NVIDIA DRIVE® OS 6 introduces features to authenticate camera sensors, the control messages between camera sensors and Drive OS, and the image frames received from the camera sensors. This topic describes the following:
  • Camera authentication features and supported cameras.
  • How security features are deployed and configured with NVIDIA Drive OS 6 and how applications can use these features.
  • How authentication features can be enabled for additional camera sensors.

The target audience of this topic consists of OEMs and system integrators, software developers writing applications for Drive OS 6, and camera device driver writers.

Motivation and Use Cases

Cameras are used in autonomous vehicles for perception of the environment surrounding the vehicle. Camera data is typically used to assist the driver in maneuvering the vehicle, or to control the vehicle direction and speed, depending on the level of autonomy.
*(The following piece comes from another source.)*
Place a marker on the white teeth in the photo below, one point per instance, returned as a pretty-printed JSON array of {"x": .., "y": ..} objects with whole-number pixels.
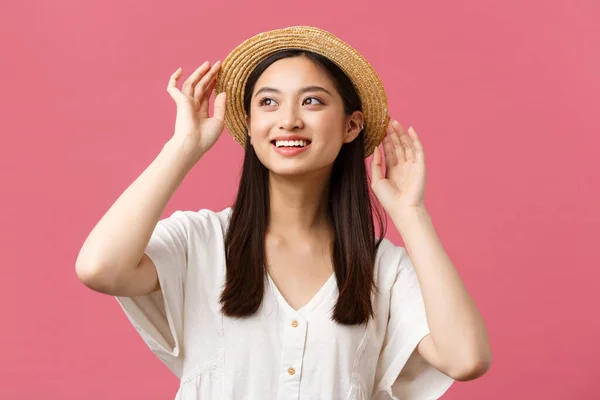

Several security threats are possible and applicable to this architecture. At a high level they are:

  • Tampering of the camera or its sensor: An entity that gains physical access to the camera and its sensor can tamper with the image or other data sent by the camera.
  • Tampering of image data: An entity that gains physical access to hardware CSI image data read channels can tamper with image data. Image data can be tampered in a way to disrupt the perception application that consumes this data. This can result in misclassification of image data.
  • Tampering of I2C Settings: An entity that gains physical access to HW I2C write channels can tamper with settings written by sensor drivers. These settings control the camera and can cause the quality of images sent by the camera to be affected to the point where images may not be correctly processed by perception applications.
  • Image Frame Replay and Forgery: An entity that gains physical access to hardware CSI image data read channels can intercept and replay previously sent image frames or forge new image frames. Image data can be tampered with to disrupt the perception application that consumes this data. This can result in misclassification of image data.

The camera authentication features provide mitigations against these threats.

Camera Authentication Features

NVIDIA DRIVE OS provides the following camera authentication features to mitigate against threats.

  • Camera authentication: establish the authenticity of the camera module and its sensor.
  • Image authentication: ensure that the image data is coming from the expected sensor, has not been tampered with, and is not a replay of a previously sent camera frame.
  • Control authentication: ensure that control messages (typically exchanged with i2c) are not tampered with.

Supported Products

There is no established standard for authenticating camera modules or authenticating data from camera modules. The camera authentication algorithms and protocols used depend on the capabilities provided by a specific camera model, with each camera vendor implementing their own proprietary solution.